Sure enough, I woke up the next morning, bleery as hell, and staggered in to the shower. When I was younger, I used to wake up instantly, and come to full alertness. As I've aged, it takes me longer to become fully conscious. I got into the shower, and realized I had no hair. Oh yeah. I'd shaved it off. There was a surreal moment when I thought I had found a leftover stray hair, and it turned out not to be a loose hair, but an eighteen-inch long hair that had been growing out of the top of my ear. It was a head-hair, but growing out of my ear. It had obviously been there forever, but I hadn't noticed it, with all the other hair around it.

There was that sense of deja vu again. When I stepped out of the shower, I realized that everything was exactly like it was in the dream, down to the Usago Yojimbo comics scattered around the bathroom by a roomate.
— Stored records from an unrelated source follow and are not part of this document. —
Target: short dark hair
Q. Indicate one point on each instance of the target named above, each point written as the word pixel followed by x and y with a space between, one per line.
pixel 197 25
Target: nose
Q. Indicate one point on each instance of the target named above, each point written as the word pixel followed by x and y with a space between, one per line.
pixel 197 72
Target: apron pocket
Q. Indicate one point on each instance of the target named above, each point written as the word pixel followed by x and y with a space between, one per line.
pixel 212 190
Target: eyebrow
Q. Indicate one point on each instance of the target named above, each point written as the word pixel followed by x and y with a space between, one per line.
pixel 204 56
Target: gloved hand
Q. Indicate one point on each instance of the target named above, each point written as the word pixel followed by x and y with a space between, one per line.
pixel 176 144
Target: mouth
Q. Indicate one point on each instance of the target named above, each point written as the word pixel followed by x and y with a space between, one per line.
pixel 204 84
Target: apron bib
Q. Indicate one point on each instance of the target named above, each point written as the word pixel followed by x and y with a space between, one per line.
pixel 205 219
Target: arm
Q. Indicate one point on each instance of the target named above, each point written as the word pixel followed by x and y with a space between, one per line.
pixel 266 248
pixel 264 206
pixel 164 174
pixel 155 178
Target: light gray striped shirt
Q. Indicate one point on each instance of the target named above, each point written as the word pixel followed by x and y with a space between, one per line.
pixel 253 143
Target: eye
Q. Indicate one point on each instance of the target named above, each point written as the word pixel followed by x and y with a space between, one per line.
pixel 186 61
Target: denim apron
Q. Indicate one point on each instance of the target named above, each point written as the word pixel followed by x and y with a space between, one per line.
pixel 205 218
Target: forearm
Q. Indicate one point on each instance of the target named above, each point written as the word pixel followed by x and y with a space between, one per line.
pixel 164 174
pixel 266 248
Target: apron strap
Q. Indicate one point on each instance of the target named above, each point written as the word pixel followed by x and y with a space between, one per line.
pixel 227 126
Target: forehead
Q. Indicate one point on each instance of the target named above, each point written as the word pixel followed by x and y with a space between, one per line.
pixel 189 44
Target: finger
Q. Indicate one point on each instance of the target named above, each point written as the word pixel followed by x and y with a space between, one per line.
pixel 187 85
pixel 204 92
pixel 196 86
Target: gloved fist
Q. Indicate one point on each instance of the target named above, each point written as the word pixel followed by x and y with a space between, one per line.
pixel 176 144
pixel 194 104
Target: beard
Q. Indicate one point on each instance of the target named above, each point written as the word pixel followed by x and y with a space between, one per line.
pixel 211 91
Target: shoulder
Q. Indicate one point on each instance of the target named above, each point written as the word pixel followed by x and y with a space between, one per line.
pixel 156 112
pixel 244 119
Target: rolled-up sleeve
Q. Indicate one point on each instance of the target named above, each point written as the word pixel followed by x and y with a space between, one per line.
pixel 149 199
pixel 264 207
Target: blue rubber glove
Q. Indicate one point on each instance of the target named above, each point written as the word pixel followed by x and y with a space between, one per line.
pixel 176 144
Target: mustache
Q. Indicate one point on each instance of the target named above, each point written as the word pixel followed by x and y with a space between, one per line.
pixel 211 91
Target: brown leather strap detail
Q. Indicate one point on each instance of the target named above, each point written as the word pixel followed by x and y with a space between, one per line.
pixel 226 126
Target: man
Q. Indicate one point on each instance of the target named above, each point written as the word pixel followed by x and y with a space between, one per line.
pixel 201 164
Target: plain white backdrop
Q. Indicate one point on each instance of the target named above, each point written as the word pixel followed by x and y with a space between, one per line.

And just like in the dream, when I looked in the mirror at my shaved head, after all those years of being a die-hard longhair, I decided I liked it.

No more shampoo. No more fucking around with taking care of long hair (even the minimal care mine required). No more hair in my eyes when driving, or hair ripping free of ponytail ties, or blowing into a giant puffball in wind. Yeah... that also meant no luxurious long latin hair, which would turn into shiny ringlets if I ran plain water over them and let them air-dry.

But also... no more pain in the ass long hair to deal with.

And nothing to put hair products in. Mwa ha ha! I'm free! Coryn's still disgruntled, years later, at losing his favorite hair-product guinea-pig, but still.

In closing, it's working out for me. Another nice thing about having no hair is that people love to rub my scalp, even people I don't know.

But then... on the downside... people I don't know keep trying to rub my scalp.